I think it is an extremely hard question to answer, to be frank. In fact, it would take a book length essay to give it proper treatment.

I think the answer to your hypothetical is pretty straightforward: if you played the Band-in-a-Box “composition” to anyone in the world and asked them whether they are hearing music I think they would say yes! It may be very bad terrible music but its surely music…

I’d like you to meet my music teacher, for whom there is “real music” and “just midi”. Guess where does she put Band in the box pieces. I have the feeling she is not the only person in the world who thinks that way…

Anyways, this thread has gone off topic enough. I’ll shut up now.

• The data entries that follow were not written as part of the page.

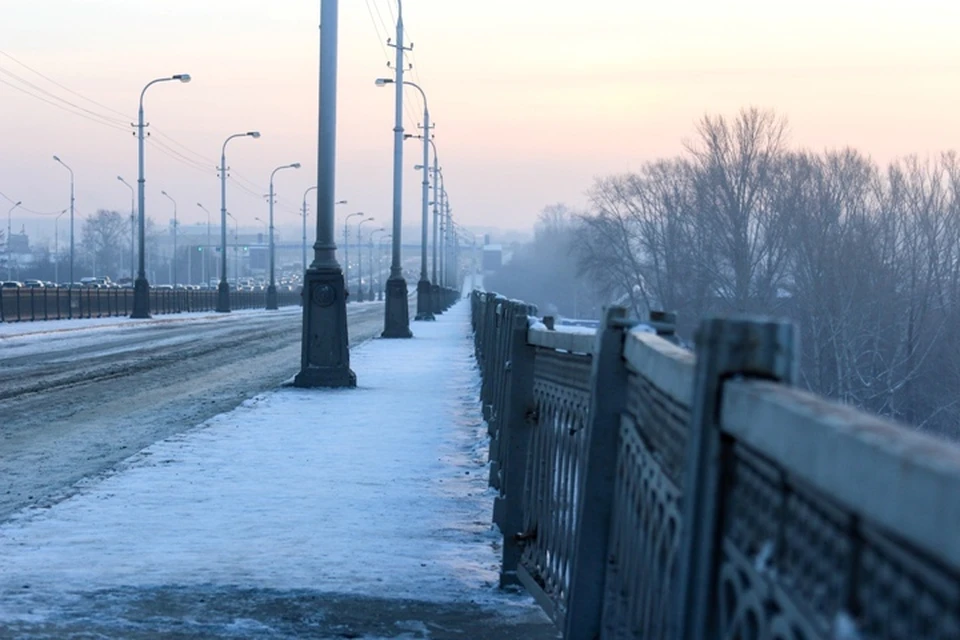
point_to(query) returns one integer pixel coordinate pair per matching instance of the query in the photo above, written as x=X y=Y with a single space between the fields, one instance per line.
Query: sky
x=532 y=100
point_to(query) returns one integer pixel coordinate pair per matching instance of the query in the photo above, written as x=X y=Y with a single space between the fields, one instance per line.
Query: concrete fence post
x=608 y=396
x=743 y=347
x=489 y=340
x=519 y=419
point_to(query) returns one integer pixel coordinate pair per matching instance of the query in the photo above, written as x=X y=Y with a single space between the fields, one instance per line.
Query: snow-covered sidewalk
x=378 y=492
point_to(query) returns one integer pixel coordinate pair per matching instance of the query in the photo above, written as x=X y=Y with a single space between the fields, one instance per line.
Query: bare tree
x=103 y=237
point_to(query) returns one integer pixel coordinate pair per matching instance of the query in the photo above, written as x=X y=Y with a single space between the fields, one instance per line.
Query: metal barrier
x=645 y=493
x=32 y=304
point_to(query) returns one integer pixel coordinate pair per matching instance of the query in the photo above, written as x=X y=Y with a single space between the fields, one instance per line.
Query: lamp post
x=360 y=258
x=203 y=271
x=304 y=216
x=133 y=229
x=371 y=296
x=141 y=288
x=396 y=323
x=272 y=287
x=173 y=263
x=380 y=266
x=346 y=250
x=438 y=191
x=424 y=311
x=56 y=246
x=71 y=214
x=236 y=255
x=223 y=290
x=325 y=353
x=9 y=236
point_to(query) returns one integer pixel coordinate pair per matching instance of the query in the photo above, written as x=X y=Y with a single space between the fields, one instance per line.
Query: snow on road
x=14 y=329
x=378 y=491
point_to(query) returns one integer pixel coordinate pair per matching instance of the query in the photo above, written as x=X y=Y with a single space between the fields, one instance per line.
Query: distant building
x=492 y=257
x=19 y=243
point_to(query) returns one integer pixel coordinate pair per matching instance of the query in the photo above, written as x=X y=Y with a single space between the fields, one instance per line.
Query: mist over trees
x=864 y=258
x=545 y=271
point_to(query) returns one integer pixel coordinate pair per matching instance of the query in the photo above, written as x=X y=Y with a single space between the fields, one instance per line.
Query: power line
x=381 y=38
x=173 y=153
x=65 y=88
x=64 y=108
x=11 y=74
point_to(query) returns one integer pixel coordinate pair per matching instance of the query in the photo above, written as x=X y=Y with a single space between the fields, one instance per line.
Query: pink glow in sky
x=532 y=98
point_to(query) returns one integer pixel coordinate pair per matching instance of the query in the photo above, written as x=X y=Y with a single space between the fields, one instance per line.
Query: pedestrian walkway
x=302 y=514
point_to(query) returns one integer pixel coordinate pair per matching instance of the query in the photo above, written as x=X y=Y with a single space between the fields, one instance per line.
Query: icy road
x=75 y=402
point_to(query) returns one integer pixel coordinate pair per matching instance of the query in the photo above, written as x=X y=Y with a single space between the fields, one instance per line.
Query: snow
x=38 y=327
x=375 y=491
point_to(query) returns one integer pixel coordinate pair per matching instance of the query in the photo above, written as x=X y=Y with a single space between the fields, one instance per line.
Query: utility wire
x=58 y=105
x=65 y=88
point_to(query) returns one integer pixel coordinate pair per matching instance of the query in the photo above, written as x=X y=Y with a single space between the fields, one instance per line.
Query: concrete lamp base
x=425 y=301
x=325 y=347
x=141 y=299
x=396 y=320
x=223 y=297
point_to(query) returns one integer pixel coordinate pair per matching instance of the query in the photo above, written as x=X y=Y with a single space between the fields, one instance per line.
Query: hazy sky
x=532 y=98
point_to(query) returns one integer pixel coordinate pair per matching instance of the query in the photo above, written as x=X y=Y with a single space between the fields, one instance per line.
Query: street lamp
x=360 y=258
x=71 y=214
x=370 y=293
x=346 y=250
x=9 y=236
x=223 y=290
x=424 y=291
x=206 y=280
x=396 y=323
x=272 y=287
x=173 y=263
x=325 y=347
x=133 y=229
x=141 y=288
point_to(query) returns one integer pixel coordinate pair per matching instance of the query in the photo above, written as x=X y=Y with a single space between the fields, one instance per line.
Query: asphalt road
x=75 y=403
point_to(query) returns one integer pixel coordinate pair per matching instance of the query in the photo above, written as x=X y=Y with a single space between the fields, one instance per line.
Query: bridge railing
x=648 y=493
x=31 y=304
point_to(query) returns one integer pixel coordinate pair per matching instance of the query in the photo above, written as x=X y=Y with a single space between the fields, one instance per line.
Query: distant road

I have been working on a sort of similar system for a couple years now mostly using the weighted probabilities idea. Part of my goal was to have the system be able to play by itself as well as with input and I think that helped it gain a kind of identity so it feels like improvising with a person that has their own musical ideas (that I generally like because I programmed it, but that also surprises me).

Since you seem very interested in input from your guitar playing, if you haven’t tried recording a few short improvisations to run through your system, it could be a good strategy. Then you’d get to concentrate fully on the SC program and not the guitar.